The SHS participants were genotyped using the Illumina Infinium Multi-Ethnic Global-8 vs1. Quality control included filtering variants with call rates <95% and duplicated QC samples. The CRP rs1205 variant was genotyped from both the SHFS (N = 1,666) and SHS (N = 2,114) participants, providing a total of (N = 3,780) rs1205 genotypes. This is presented graphically in Fig 1. Except for rs1205 and rs8176746, genotypic data from other variants were available from either the SHFS or the SHS participants (Table 1).
Although two different genotyping platforms were used for the SHS and SHFS participants, the genotyping for both was conducted in the same laboratory at Texas Biomedical Research Institute in San Antonio, Texas. All 121 participants genotyped for rs1205 and the ABO variant rs8176746 on both platforms and meeting the criteria for inclusion in the study had concordant genotyping.
Statistical analysis methods
Descriptive statistics presented counts and percentages for discrete variables and means with standard deviations for continuous variables. Between-group comparison of continuous variables used T-tests and assumed independent samples. Discrete variables utilized Pearson chi-square comparisons between groups.
Logistic regression models were developed for both univariate and multivariate analysis of COVID-19 associated death or hospitalization during the observation period (2/1/20 through 3/29/22). Only a single COVID-event was counted for each participant. To select covariates included in the final multivariate model, BMI and any history of CVD were chosen on the basis of apparent independent association (p<0.05) when all available covariates (sex, body mass index (BMI), hypertension, diabetes mellitus (DM), impaired fasting glucose (IFG) or normal fasting glucose (NFG), history of CVD event, (tobacco (current, ever, never), serum creatinine, and hemoglobin A1c (HgbA1c)) were considered jointly.
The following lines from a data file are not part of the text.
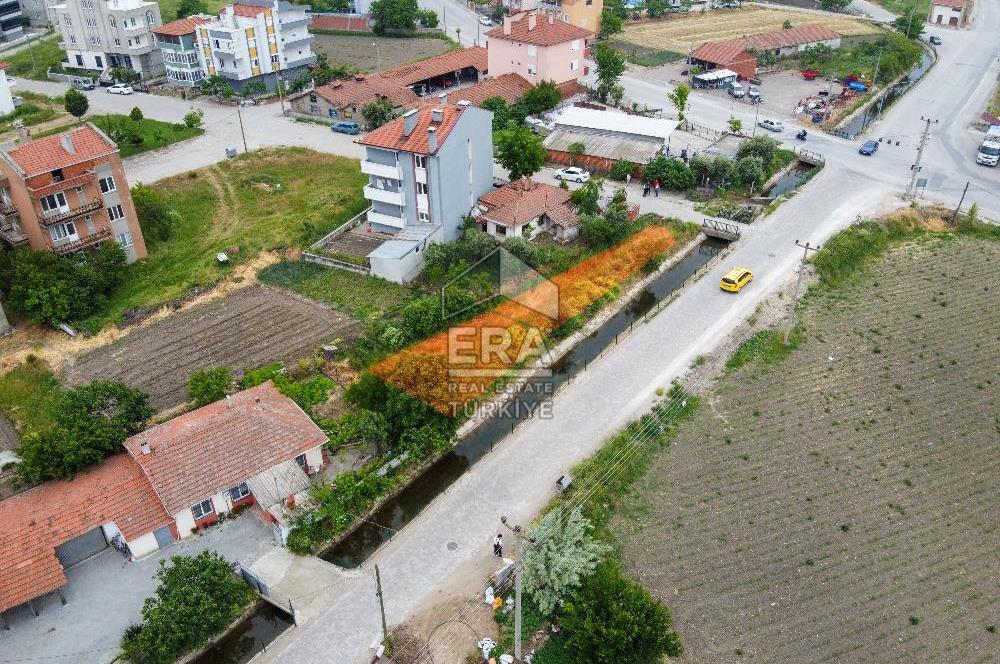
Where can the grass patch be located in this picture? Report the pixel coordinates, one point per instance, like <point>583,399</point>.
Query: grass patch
<point>28,396</point>
<point>361,296</point>
<point>267,200</point>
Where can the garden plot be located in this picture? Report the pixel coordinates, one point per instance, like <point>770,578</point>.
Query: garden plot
<point>680,32</point>
<point>842,506</point>
<point>248,329</point>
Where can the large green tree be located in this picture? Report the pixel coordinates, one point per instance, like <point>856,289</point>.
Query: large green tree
<point>520,151</point>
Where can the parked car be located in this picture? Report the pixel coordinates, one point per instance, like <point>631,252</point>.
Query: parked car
<point>572,174</point>
<point>345,127</point>
<point>868,148</point>
<point>736,279</point>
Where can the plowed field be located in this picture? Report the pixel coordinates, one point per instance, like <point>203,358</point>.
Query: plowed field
<point>843,505</point>
<point>248,329</point>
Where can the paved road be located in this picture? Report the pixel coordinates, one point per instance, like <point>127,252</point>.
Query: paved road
<point>620,386</point>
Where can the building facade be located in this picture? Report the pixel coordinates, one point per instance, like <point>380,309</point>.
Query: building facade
<point>426,170</point>
<point>256,40</point>
<point>539,47</point>
<point>179,50</point>
<point>66,193</point>
<point>100,34</point>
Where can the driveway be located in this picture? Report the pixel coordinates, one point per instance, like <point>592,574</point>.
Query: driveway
<point>105,594</point>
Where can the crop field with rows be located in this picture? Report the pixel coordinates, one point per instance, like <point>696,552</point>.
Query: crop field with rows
<point>843,504</point>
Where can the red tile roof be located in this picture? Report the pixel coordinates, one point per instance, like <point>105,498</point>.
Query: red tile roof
<point>446,63</point>
<point>523,200</point>
<point>43,155</point>
<point>358,93</point>
<point>509,87</point>
<point>183,26</point>
<point>545,32</point>
<point>216,447</point>
<point>35,522</point>
<point>390,136</point>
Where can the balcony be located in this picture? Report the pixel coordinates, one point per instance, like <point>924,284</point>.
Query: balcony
<point>82,243</point>
<point>386,219</point>
<point>56,216</point>
<point>383,196</point>
<point>381,170</point>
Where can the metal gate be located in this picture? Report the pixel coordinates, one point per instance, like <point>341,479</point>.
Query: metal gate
<point>80,548</point>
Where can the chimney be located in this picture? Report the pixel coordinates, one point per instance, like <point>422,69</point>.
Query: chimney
<point>67,142</point>
<point>410,121</point>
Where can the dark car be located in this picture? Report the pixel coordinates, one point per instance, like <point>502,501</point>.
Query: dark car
<point>346,127</point>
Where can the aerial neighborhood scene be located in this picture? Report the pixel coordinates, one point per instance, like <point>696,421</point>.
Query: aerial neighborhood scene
<point>499,331</point>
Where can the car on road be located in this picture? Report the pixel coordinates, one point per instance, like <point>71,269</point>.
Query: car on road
<point>346,128</point>
<point>573,174</point>
<point>868,148</point>
<point>734,280</point>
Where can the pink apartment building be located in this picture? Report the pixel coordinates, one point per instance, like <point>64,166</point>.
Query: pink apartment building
<point>537,46</point>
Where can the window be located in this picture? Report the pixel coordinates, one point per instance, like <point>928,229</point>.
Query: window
<point>239,492</point>
<point>203,509</point>
<point>62,231</point>
<point>54,202</point>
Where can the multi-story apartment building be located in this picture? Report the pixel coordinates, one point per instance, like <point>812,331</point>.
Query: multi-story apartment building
<point>98,34</point>
<point>179,50</point>
<point>66,193</point>
<point>426,170</point>
<point>257,40</point>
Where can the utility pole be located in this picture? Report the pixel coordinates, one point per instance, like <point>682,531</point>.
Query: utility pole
<point>381,602</point>
<point>915,168</point>
<point>806,248</point>
<point>954,215</point>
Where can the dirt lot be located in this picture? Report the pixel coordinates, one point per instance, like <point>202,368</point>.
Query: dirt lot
<point>250,328</point>
<point>841,506</point>
<point>679,32</point>
<point>358,50</point>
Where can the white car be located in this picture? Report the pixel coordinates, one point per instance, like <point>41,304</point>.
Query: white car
<point>573,174</point>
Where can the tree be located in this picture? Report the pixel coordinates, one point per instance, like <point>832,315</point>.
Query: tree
<point>561,555</point>
<point>378,113</point>
<point>191,7</point>
<point>197,597</point>
<point>76,103</point>
<point>613,619</point>
<point>679,98</point>
<point>394,15</point>
<point>610,65</point>
<point>520,151</point>
<point>207,386</point>
<point>543,97</point>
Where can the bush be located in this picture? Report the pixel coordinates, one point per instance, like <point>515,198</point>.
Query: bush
<point>207,386</point>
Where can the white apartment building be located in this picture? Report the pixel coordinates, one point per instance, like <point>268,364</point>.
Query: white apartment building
<point>257,40</point>
<point>99,34</point>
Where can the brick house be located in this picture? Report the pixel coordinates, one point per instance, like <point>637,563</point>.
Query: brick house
<point>66,193</point>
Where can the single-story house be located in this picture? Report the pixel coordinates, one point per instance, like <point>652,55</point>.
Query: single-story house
<point>206,462</point>
<point>346,99</point>
<point>607,136</point>
<point>507,211</point>
<point>948,12</point>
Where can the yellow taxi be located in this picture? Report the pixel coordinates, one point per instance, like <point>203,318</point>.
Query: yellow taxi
<point>735,279</point>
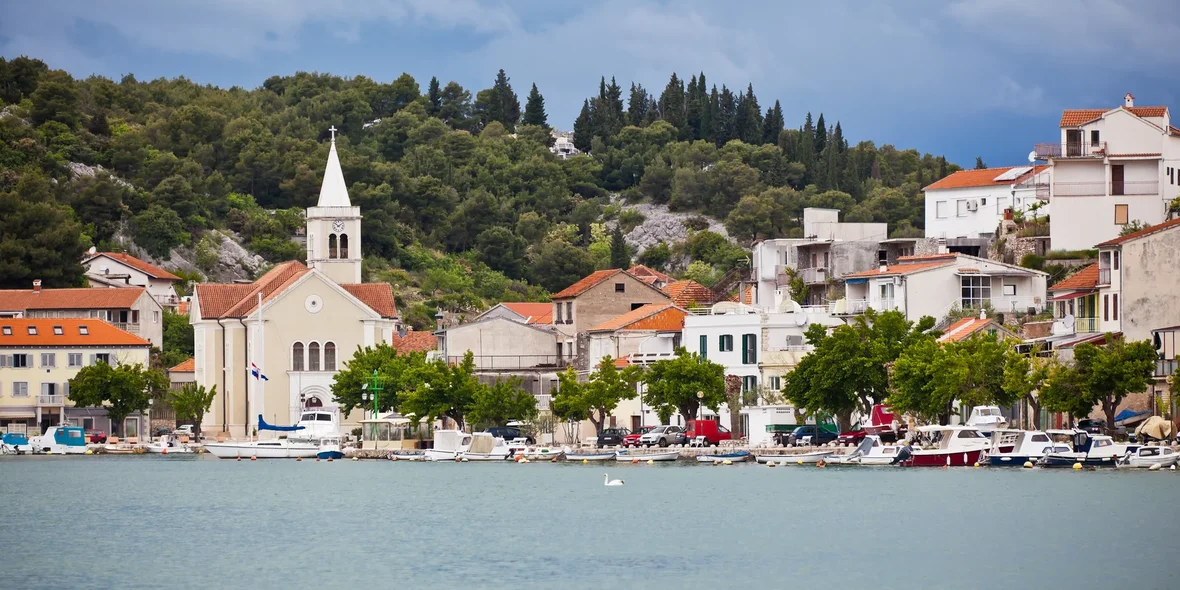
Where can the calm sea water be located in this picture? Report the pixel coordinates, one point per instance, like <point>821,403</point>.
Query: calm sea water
<point>197,522</point>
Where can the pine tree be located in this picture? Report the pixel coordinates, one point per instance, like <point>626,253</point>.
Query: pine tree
<point>535,109</point>
<point>583,131</point>
<point>434,98</point>
<point>620,256</point>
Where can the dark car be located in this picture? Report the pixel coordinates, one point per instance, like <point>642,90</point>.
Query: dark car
<point>824,437</point>
<point>510,433</point>
<point>613,437</point>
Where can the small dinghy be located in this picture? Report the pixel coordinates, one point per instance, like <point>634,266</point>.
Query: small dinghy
<point>740,456</point>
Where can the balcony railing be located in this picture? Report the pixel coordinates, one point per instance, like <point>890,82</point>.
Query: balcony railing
<point>515,361</point>
<point>1070,150</point>
<point>1165,367</point>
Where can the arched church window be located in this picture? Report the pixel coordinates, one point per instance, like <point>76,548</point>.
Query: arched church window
<point>329,356</point>
<point>313,356</point>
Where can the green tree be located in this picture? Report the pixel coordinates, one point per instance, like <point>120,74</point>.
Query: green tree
<point>122,389</point>
<point>191,402</point>
<point>684,384</point>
Age, sex and center were deemed important, standard adjustments and therefore kept in models. The covariate related to diabetes and dysglycemia was not independently associated with COVID-19 when included with BMI (as seen in the first section of Table 5), so was not retained in the final logistic model. The serum hsCRP was not included as a covariate, given we were testing CRP genetic variants with known effects on serum levels. Significance was accepted at a p-value of 0.05, since the genetic variants were chosen on the basis of a priori evidence of potential association with COVID-19 as well as recognizing the hypothesis driven nature of the presented analysis.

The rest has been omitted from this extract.